Sundell Software wrote:
> Each UTF-8/16/32 has its own iterator type, but all output UTF-32 when
> accessed. Look at std::istream_iterator/std::ostream_iterator for
> design. There would propably be helper functions for the most common
> tasks and i think you should be able to do all the nessesary tasks
> with just iterators.

Yep. That is basically how the current implementation works. It's all
(bi-directional) iterators. A unicode string is by nature a
bi-directional sequence, so your basically forced to work that way.

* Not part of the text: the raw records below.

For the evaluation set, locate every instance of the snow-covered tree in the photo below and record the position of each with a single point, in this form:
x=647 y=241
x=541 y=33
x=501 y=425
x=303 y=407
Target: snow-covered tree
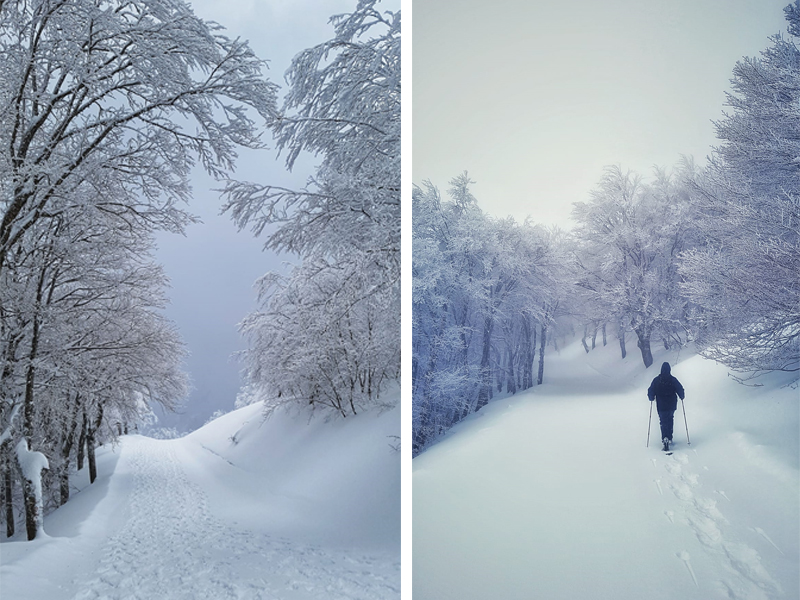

> typedef basic_string<utf_8> ustring8;
> typedef basic_string<utf_16> ustring16;
>
> ustring8 u8;
> ustring16 u16;
>
> // Would propably make .begin() default.
> unicode_iterator i8(u8, u8.begin());
>
> // This would be a slow way of doing operator[]. the assignment would
> // insert/remove elements from the basic_string if nessesary.
> *std::advance(unicode_iterator(u16, u16.begin()), 5) = *(i8++);
>
> Note that the client is responible for giving a valid iterator to
> unicode_iterator.

An implementation like this is already in place, but not locked to
basic_string. A mutable code_point_iterator (unicode_iterator in your
code) can be created from any random access sequence. You won't be
getting random access to the unicode sequence though, like I mentioned
above.

>
> BTW, is using UTF-8/16 in the container really overall cheaper than
> UTF-32. Since if the client changes a character, and it happens to be
> larger/smaller then all the elements behind it would need to be moved.
> Does that happen rarely enough? Though the client should propably know
> that themselves.

UTF-8, no. That is for people who require small size above all. But
UTF-16 usually is, unless you are using some obscure language that is
not within the BMP (Basic Multilingual Plane).